Closed dieghernan closed 3 years ago
Thanks! and, confirmed...
library(countrycode)
is.na(countrycode("NAM", "iso3c", "eurostat"))
#> Warning in countrycode("NAM", "iso3c", "eurostat"): Some values were not matched unambiguously: NAM
#> [1] TRUE
is.na(countrycode("NAM", "iso3c", "ecb"))
#> Warning in countrycode("NAM", "iso3c", "ecb"): Some values were not matched unambiguously: NAM
#> [1] TRUE
is.na(countrycode("NAM", "iso3c", "eu28"))
#> Warning in countrycode("NAM", "iso3c", "eu28"): Some values were not matched unambiguously: NAM
#> [1] TRUE
is.na(countrycode("NAM", "iso3c", "genc2c"))
#> Warning in countrycode("NAM", "iso3c", "genc2c"): Some values were not matched unambiguously: NAM
#> [1] TRUE
is.na(countrycode("NAM", "iso3c", "wb_api2c"))
#> Warning in countrycode("NAM", "iso3c", "wb_api2c"): Some values were not matched unambiguously: NAM
#> [1] TRUE
I would say that this issue is not fully "fixed" until the scrapers for each of these codes has been fixed. Maybe each should be split into its own issue so that they can be addressed separately?
Also of note... now that this tidyverse/rvest/issues/107 has finally been resolved, we can probably make dictionary/get_ecb.R work better.
on the other hand, a similar issue in jsonlite is still unresolved, so still requires workarounds... jeroen/jsonlite/issues/98 jeroen/jsonlite/issues/314
I'm not sure the problem is (entirely) related to our scrapers. It seems reader related to me.

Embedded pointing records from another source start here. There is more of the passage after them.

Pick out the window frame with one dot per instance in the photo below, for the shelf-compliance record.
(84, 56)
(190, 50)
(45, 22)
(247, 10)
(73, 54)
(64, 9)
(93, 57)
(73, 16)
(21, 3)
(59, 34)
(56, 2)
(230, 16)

For instance, the "NA" string in data_genc.csv
is correctly double-quoted in the raw CSV:
https://github.com/vincentarelbundock/countrycode/blob/main/dictionary/data_genc.csv
The data.table::fread
package does a good job of reading, but not read.csv
nor read_csv
:
setwd("~/repos/countrycode")
library(readr)
library(data.table)
# Base R
x = read.csv("dictionary/data_genc.csv")
"NA" %in% x$genc2c
#> [1] FALSE
# tidyverse
y = read_csv("dictionary/data_genc.csv")
"NA" %in% y$genc2c
#> [1] FALSE
# data.table
z = fread("dictionary/data_genc.csv")
"NA" %in% z$genc2c
#> [1] TRUE
I made a minor commit with:
genc
scraper with a Namibia-specific assertionObviously, if the saved data is not properly double-quoted, we should fix the scraper, but I'd like to get to the bottom of the read_csv
issue instead because that feels like the more general solution.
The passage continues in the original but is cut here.